Perinin güzelliğinden etkilenen ormanların, satir ve çobanların tanrısı (yarı keçi yarı insan) Pan, periyi bir türlü rahat bırakmaz. Onu ormanın en kuytu köşelerine kadar kovalayan Pan’dan çok korkan Syringa, en sonunda kendisini leylak çiçeğine dönüştürür. Periyi kaybeden Tanrı Pan ise leylağı bulur ve çiçeğin içi boş olan saplarından meşhur flütünü yapar.

Yunanca ‘nefes borusu’ anlamına gelen ‘syrinks’ kelimesinin buradan geldiği söyleniyor.

Baharın müjdecisi olarak kabul edilen çiçek, özgüveni ve itimadı sembolize ettiği için 8’inci yıldönümü çiçeği olarak kabul ediliyor.

CENNET KUŞU (Starliçe) – 9’uncu yıldönümü


Parlak renkli kanatları olan bir turnaya benzeyen çiçeğe neden ‘cennet kuşu’ denildiği ortada; ancak çiçeğin bilimsel ismi olan ‘Strelitzia’nın verilme hikayesi çok ilginç…

Güney Afrika’dan Büyük Britanya’ya getirilen çiçeği gören kraliyet bahçıvanı, güzelliğinden ötürü çiçeğe aynı zamanda amatör bir botanikçi olan kraliçe Mecklenburg-Strelitz’li Charlotte Sophia’nın ismini verir.

Belki de bundan dolayı çiçek seyahati, özgürlüğü, umudu ve tabii ki cenneti sembolize ediyor.

Genelde buketin tam ortasında kullanılan çiçek, 9’uncu evlilik yıldönümlerinde veriliyor.

ZERRİN (Yalancı Nergis) – 10’uncu yıldönümü


Botanik ismi nergis olmasına rağmen, çiçek Fransa’da fulya, İngiltere’de zerrin olarak biliniyor.

Baharın müjdecisi olan çiçek, yeniden doğuşu ve yeni başlangıçları sembolize ediyor. Gelecek için de bir şans amblemi sayılıyor.

Mesela Galler’de baharın ilk nergisini bulursanız, o yıl hayatınızın refah içinde geçeceğine inanılıyor.

Bir Çin efsanesine göre de eğer nergisinizin yeni yılda çiçek açması, evinize iyi şans getireceğinin göstergesiymiş.

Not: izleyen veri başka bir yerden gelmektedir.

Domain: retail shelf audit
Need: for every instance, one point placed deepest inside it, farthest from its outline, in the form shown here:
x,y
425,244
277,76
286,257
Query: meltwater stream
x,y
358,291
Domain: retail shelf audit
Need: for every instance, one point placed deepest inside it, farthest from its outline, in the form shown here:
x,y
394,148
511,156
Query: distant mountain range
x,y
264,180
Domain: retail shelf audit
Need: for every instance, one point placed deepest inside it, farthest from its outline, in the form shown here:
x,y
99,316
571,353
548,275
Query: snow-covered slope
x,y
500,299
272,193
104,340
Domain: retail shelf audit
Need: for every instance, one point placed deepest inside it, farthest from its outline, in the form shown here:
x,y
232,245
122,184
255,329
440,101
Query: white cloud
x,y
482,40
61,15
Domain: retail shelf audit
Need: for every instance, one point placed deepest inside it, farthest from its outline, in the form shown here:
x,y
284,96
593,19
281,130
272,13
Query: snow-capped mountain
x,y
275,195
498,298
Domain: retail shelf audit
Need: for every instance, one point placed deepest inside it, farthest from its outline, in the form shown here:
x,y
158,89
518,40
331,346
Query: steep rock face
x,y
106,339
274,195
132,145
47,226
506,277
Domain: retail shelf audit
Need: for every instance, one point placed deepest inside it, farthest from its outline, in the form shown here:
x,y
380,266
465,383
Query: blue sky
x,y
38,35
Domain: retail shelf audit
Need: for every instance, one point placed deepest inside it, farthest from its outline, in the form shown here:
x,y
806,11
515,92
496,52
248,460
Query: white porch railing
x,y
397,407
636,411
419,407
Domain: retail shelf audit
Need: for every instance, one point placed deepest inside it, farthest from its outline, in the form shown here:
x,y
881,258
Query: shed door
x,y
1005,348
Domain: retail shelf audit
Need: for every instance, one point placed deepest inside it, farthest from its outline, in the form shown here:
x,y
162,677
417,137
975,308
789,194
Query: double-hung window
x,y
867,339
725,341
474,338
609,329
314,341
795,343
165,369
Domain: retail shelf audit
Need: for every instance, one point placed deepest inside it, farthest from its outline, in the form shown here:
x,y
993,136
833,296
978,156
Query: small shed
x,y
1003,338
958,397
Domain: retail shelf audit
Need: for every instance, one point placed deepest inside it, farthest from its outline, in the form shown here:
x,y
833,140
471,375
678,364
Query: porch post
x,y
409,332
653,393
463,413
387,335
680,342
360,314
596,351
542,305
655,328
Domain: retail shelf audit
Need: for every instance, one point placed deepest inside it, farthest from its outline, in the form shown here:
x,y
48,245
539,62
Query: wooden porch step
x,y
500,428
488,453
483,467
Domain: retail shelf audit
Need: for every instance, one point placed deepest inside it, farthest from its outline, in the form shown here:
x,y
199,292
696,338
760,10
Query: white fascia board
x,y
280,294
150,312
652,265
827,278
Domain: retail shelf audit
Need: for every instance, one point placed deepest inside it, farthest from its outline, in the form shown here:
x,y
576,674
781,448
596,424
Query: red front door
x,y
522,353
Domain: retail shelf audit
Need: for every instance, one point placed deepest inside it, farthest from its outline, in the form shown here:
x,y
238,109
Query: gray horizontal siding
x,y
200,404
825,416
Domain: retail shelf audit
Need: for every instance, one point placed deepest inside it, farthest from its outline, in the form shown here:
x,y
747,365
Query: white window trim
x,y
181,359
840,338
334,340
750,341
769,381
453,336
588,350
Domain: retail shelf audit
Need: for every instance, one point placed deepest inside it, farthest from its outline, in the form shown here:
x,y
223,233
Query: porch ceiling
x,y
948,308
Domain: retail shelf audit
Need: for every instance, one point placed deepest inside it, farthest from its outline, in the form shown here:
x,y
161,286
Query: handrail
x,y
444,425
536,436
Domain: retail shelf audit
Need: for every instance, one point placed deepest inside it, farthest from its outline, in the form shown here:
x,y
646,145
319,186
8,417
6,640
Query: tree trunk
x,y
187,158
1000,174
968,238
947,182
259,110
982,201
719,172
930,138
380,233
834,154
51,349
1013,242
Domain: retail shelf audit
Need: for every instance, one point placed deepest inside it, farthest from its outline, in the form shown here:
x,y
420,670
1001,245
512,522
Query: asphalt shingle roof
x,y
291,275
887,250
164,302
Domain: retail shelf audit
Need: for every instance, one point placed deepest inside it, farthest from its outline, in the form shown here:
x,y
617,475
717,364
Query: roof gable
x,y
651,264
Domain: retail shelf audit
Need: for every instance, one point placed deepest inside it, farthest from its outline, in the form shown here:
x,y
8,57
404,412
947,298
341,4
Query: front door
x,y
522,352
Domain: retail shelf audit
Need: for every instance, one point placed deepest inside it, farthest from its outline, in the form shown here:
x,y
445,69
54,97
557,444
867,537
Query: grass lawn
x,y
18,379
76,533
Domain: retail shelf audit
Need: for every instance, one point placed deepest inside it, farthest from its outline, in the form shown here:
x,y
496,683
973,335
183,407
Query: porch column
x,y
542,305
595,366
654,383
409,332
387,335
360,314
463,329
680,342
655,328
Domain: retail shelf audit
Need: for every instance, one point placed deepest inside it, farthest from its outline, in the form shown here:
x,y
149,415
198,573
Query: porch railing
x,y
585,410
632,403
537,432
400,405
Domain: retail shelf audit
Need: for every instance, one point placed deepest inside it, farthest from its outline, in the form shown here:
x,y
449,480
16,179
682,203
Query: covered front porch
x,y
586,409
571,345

Çiçeğin 10’uncu evlilik yıldönümünde verilmesinin sebebi ise mutluluğu garantilemek…

Yalnız çiçeği kesinlikle tek soğanlı vermeyin; efsaneye göre bu şanssızlık getiriyor.

LALE (Tulipa) – 11’inci yıldönümü


Kökeni İran ve Türkiye’den gelen çiçeğin Avrupa’ya ayak basması 16’ncı yüzyıla dayanıyor.

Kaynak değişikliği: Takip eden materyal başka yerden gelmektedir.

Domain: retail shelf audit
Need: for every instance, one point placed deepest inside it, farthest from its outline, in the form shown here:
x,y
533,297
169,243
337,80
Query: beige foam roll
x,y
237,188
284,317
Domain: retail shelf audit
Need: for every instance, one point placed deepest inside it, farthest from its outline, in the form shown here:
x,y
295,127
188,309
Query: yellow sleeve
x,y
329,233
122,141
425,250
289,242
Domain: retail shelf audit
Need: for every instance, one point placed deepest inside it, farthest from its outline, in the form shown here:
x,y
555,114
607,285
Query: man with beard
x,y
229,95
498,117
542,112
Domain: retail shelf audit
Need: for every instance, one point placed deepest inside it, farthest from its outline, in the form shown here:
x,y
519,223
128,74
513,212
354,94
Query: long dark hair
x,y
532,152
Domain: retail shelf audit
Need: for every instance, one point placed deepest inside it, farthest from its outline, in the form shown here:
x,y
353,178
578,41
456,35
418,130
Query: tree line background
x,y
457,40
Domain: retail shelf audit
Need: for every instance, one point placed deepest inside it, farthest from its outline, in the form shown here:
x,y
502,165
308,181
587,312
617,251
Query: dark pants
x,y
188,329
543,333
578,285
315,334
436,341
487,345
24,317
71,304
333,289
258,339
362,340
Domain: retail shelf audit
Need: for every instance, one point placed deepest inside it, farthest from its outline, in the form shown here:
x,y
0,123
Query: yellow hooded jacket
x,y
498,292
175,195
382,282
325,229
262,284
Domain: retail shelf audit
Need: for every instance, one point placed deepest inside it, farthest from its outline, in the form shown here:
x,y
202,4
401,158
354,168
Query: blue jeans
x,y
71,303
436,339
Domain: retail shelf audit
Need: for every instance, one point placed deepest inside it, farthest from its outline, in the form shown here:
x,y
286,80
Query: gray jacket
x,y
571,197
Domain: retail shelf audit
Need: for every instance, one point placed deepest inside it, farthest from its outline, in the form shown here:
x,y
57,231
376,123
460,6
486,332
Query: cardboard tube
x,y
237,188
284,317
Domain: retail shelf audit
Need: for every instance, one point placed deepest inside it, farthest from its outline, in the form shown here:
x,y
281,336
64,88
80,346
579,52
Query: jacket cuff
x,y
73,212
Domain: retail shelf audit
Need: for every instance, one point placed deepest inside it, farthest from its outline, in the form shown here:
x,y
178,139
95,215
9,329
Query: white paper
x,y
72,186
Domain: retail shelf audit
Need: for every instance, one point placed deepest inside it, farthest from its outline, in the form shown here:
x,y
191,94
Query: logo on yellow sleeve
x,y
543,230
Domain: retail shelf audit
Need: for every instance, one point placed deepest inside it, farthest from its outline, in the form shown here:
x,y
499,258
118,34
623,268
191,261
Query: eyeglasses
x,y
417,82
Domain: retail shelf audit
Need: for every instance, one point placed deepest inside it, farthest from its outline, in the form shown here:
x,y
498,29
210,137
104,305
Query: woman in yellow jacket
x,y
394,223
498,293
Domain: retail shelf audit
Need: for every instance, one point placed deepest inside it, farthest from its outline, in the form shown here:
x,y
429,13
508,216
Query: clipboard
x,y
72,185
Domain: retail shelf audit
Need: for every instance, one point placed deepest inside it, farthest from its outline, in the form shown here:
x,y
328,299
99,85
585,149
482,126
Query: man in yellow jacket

O zamanlar çiçeğin tam açmış hali, türbanın sarılma şekline benzetilirmiş. 17’inci yüzyılda laleler o kadar popüler olmuş ki, çok pahalı olmasına rağmen dünyada bir lale çılgınlığı başlamış.

150 farklı çeşidi olan laleler renklerine göre değişik anlamlar taşıyor. Sarı laleler mutluluğu, beyazlar af dilemeyi, morlar asaleti ve zarafeti sembolize ediyor. K

ırmızı lalelerin anlamı ise ‘Ferhat ile Şirin’ efsanesinden geliyor; Şirin’in öldüğünü duyan Ferhat’ın intihar etmesiyle kanının değdiği yerlerden fışkıran kırmızı lalelerin kadifemsi siyah merkezi, aşığın tutkunun ateşiyle kararan kalbini sembolize ediyor.

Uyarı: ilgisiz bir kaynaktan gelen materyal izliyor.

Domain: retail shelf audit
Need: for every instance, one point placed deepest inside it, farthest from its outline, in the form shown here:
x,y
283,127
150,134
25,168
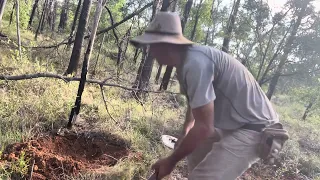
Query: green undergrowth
x,y
41,105
301,152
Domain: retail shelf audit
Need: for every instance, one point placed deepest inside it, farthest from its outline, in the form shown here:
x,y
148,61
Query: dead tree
x,y
74,23
34,8
230,26
173,7
41,19
99,52
76,51
2,6
18,28
54,15
168,72
196,21
146,64
76,109
11,14
63,16
287,49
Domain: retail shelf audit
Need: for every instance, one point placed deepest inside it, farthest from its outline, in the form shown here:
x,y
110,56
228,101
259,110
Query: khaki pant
x,y
226,159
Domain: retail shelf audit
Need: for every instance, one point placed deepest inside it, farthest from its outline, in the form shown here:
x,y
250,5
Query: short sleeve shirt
x,y
208,74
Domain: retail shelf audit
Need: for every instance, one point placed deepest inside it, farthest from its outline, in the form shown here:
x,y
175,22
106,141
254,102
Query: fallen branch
x,y
105,104
68,79
101,31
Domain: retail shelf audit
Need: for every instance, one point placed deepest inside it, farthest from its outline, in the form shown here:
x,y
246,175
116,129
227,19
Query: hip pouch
x,y
272,142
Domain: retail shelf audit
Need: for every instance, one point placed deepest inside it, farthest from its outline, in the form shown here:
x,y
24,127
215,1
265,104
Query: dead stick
x,y
68,79
33,162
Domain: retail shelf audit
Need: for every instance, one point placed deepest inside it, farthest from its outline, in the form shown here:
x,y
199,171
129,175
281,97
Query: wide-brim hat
x,y
164,28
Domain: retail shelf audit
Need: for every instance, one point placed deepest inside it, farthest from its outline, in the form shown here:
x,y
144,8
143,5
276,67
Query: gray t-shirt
x,y
208,74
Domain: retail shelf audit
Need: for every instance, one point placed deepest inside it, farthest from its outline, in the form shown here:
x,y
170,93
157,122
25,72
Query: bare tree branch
x,y
105,104
101,31
68,79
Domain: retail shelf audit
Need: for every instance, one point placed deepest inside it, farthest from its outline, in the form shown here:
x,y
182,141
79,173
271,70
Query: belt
x,y
254,127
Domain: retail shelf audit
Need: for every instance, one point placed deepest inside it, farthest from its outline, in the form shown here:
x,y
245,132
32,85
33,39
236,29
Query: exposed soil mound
x,y
68,154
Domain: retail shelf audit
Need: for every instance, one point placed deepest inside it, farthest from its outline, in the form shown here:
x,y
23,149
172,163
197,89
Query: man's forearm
x,y
188,123
196,135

Lalenin 11’inci evlilik yıldönümlerinde verilmesinin sebebi, tabii ki mükemmel aşkı simgelemesi…

ŞAKAYIK – 12’inci yıldönümü


Binlerce yıl önceye dayanan geçmişi yüzünden çiçeğin mitolojisinin birden fazla versiyonu olması pek şaşırtıcı değil.

Rivayete göre botanik ismi ‘Paeonia’ olan çiçeğin ismi, tanrıların doktoru olarak bilinen Paeon’dan geliyor. Bir efsane doktor Paeon’un çiçeği, tanrıların yaşadığı Olympos Dağı’nda Apollon’un annesinin elinden aldığını anlatırken, başka bir efsane can vermeden evvel ‘şakayık’a dönüşerek ölümden kurtulan bir doktorun hikayesinden bahsediyor.

Başka bir rivayete göre devamlı ilgi isteyen çiçek, ilgisiz kaldığında çiçek açmayarak karşısındakini cezalandırıyor.

12’nci evlilik yıldönümü çiçeği olan şakayıklar iyi şans ve mutlu bir evliliğin göstergesi olarak kabul ediliyor.

KRİZANTEM (Kasımpatı) – 13’üncü yıl


15’inci yüzyılda ortaya çıkan ve mitolojisinde pek çok öykü ve sembol barındıran krizantem, ismini orijinali altın renkli olduğu için Yunanca ‘altın’ anlamına gelen ‘chrys’ ve ‘çiçek’ anlamına gelen ‘-anthemion’ kelimelerinden almış.

Rivayete göre Konfüçyüs, güneşi de simgeleyen kasımpatıların bir meditasyon aracı olması gerektiğini önermiş; bundan dolayı bazı tapınaklarda krizantemden başka çiçek kullanılmıyor.

Bir inanışa göre de kutlama yaparken krizantemin tek bir yaprağı şarap kadehinin dibine konulursa, uzun ve sağlıklı bir yaşam garantilenirmiş.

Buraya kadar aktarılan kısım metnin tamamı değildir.